2. Application of Section 123 of the Customs Act, 1962 regarding the burden of proof.
3. Jurisdiction and maintainability of the appeal before the Tribunal.
4. Valuation of the confiscated goods.
5. Procedural and evidentiary requirements for confiscation and penalties.

Detailed Analysis:

Confiscation of Diamond-Studded Jewelry and Penalties:
The case involves the interception of a young lady carrying diamond-studded jewelry and a Hublot wristwatch valued at Rs. 2,45,00,000 at Mumbai airport. Subsequent investigations revealed unaccounted jewelry valued at Rs. 2,05,21,000 from her uncle's establishments. The lady and her uncle were implicated in smuggling activities. The original authority confiscated the goods under Section 111 of the Customs Act, 1962, but allowed redemption under Section 125, imposing penalties under Section 112.

Application of Section 123 of the Customs Act, 1962:
The Tribunal examined the applicability of Section 123, which shifts the burden of proof to the person from whom the goods were seized. The goods were not seized from the appellants but from customers who had documented their purchases. The Tribunal noted that Section 123 applies only to specific goods and circumstances, and the appellants were not in possession of the goods at the time of seizure. Thus, the presumption under Section 123 could not be applied.

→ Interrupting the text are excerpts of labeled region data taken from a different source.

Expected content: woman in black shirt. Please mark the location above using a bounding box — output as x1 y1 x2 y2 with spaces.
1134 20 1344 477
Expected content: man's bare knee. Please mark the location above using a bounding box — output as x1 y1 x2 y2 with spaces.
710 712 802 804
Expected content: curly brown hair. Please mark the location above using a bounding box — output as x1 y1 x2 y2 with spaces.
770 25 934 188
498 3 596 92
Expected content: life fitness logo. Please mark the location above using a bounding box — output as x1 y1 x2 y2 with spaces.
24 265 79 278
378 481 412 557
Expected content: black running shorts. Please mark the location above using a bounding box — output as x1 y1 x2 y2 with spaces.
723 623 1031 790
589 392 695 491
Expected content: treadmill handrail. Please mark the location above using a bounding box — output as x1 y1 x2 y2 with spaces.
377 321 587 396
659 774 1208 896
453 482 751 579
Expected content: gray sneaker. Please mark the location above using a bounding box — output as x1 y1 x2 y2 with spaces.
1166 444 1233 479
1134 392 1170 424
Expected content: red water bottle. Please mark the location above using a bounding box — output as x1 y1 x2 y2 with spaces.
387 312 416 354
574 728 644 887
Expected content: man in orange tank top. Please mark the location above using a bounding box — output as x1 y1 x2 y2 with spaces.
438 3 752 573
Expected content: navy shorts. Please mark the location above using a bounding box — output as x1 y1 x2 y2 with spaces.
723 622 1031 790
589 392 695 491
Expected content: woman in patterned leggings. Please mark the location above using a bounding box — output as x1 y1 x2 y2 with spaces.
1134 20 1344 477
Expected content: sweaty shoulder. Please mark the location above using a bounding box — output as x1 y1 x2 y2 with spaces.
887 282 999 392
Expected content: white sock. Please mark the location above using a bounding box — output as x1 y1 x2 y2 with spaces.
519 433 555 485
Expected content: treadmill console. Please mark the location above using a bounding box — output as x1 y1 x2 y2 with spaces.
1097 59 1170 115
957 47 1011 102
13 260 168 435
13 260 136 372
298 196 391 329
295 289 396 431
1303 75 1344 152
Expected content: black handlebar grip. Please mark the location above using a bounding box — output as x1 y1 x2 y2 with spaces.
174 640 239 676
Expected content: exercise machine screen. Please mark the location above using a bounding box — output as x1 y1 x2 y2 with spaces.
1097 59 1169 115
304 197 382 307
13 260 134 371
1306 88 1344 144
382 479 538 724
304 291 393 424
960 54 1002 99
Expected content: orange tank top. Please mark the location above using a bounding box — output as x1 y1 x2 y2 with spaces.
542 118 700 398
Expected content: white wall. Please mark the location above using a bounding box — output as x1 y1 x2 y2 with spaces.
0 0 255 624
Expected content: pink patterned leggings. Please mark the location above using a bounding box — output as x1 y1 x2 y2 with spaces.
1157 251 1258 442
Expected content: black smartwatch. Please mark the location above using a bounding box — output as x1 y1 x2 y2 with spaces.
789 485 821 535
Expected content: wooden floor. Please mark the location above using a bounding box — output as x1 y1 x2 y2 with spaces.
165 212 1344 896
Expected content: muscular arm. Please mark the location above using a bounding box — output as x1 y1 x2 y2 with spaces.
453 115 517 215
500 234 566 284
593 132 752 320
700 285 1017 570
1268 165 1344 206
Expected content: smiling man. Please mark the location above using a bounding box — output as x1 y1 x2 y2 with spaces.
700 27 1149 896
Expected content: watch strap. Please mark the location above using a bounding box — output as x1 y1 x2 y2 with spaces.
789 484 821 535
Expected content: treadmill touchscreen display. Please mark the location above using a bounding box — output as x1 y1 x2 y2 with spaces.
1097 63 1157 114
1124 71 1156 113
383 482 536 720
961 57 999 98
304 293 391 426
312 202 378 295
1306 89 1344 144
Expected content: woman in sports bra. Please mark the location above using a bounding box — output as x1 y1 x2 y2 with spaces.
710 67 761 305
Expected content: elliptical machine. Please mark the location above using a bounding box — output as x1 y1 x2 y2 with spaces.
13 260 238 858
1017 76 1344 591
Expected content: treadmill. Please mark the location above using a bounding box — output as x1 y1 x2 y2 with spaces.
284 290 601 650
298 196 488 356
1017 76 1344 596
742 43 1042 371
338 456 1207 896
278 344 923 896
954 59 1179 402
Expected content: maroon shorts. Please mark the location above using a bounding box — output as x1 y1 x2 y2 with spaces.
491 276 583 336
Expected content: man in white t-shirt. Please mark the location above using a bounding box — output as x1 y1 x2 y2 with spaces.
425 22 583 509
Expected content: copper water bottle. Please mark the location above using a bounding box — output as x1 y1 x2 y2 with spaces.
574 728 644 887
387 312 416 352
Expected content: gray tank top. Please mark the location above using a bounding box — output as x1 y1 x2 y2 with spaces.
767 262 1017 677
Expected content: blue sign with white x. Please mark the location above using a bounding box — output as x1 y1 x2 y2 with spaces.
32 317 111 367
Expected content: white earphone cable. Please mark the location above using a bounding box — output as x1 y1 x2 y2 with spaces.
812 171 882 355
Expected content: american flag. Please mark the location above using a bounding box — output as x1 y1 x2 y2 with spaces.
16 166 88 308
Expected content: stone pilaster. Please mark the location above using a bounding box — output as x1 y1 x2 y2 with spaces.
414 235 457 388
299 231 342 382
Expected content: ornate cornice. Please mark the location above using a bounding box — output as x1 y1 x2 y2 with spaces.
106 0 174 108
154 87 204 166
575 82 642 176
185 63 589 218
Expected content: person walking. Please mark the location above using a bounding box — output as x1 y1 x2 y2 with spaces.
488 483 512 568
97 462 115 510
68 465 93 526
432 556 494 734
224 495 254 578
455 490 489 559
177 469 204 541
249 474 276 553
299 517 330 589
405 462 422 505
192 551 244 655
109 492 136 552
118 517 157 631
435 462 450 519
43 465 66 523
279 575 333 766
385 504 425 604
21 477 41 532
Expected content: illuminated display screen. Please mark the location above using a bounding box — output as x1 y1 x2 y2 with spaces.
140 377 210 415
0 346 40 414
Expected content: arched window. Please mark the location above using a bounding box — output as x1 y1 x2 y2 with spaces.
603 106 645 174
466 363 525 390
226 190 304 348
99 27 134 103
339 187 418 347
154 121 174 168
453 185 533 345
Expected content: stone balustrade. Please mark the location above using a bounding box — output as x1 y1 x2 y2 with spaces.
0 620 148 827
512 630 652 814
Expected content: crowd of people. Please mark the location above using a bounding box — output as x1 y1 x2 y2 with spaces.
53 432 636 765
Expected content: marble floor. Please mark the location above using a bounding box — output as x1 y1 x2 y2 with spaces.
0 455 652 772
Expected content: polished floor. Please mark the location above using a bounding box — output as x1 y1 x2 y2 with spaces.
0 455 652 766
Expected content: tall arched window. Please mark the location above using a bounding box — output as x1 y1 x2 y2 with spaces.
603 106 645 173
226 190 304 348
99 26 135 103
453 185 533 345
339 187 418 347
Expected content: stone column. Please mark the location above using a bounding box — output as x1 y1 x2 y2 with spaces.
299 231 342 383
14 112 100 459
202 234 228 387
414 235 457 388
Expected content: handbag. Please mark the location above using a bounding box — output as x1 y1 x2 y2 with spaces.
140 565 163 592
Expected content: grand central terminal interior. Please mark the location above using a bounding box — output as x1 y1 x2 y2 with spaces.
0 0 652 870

Jurisdiction and Maintainability of the Appeal:
The Tribunal addressed the issue of jurisdiction, noting that the confiscated goods were not treated as baggage under the Baggage Rules, 1998. The adjudicating authority had clearly excluded the goods from being assessed as personal baggage, thus validating the Tribunal's jurisdiction to hear the appeal.

Valuation of the Confiscated Goods:
The valuation by the 'approved valuer' was contested. The first appellate authority had disapproved of the original valuation method, and the Tribunal found that the valuation did not conform to the relevant valuation rules. The Tribunal emphasized that the invoice price in a domestic sale is not the 'transaction value' as envisaged in the Customs Valuation Rules.

Procedural and Evidentiary Requirements:
The Tribunal scrutinized the evidence and procedural adherence in the confiscation process. It found that the evidence marshaled by the customs authorities was insufficient to establish that the goods were smuggled. The Tribunal highlighted the necessity of proving the association of the appellants with the goods liable for confiscation, which was not satisfactorily demonstrated.

Conclusion:
The Tribunal set aside the impugned order, allowing the appeals with consequential relief. The decision underscored the importance of adhering to statutory requirements for confiscation and penalties, the proper application of Section 123, and the necessity of robust evidence to support allegations of smuggling.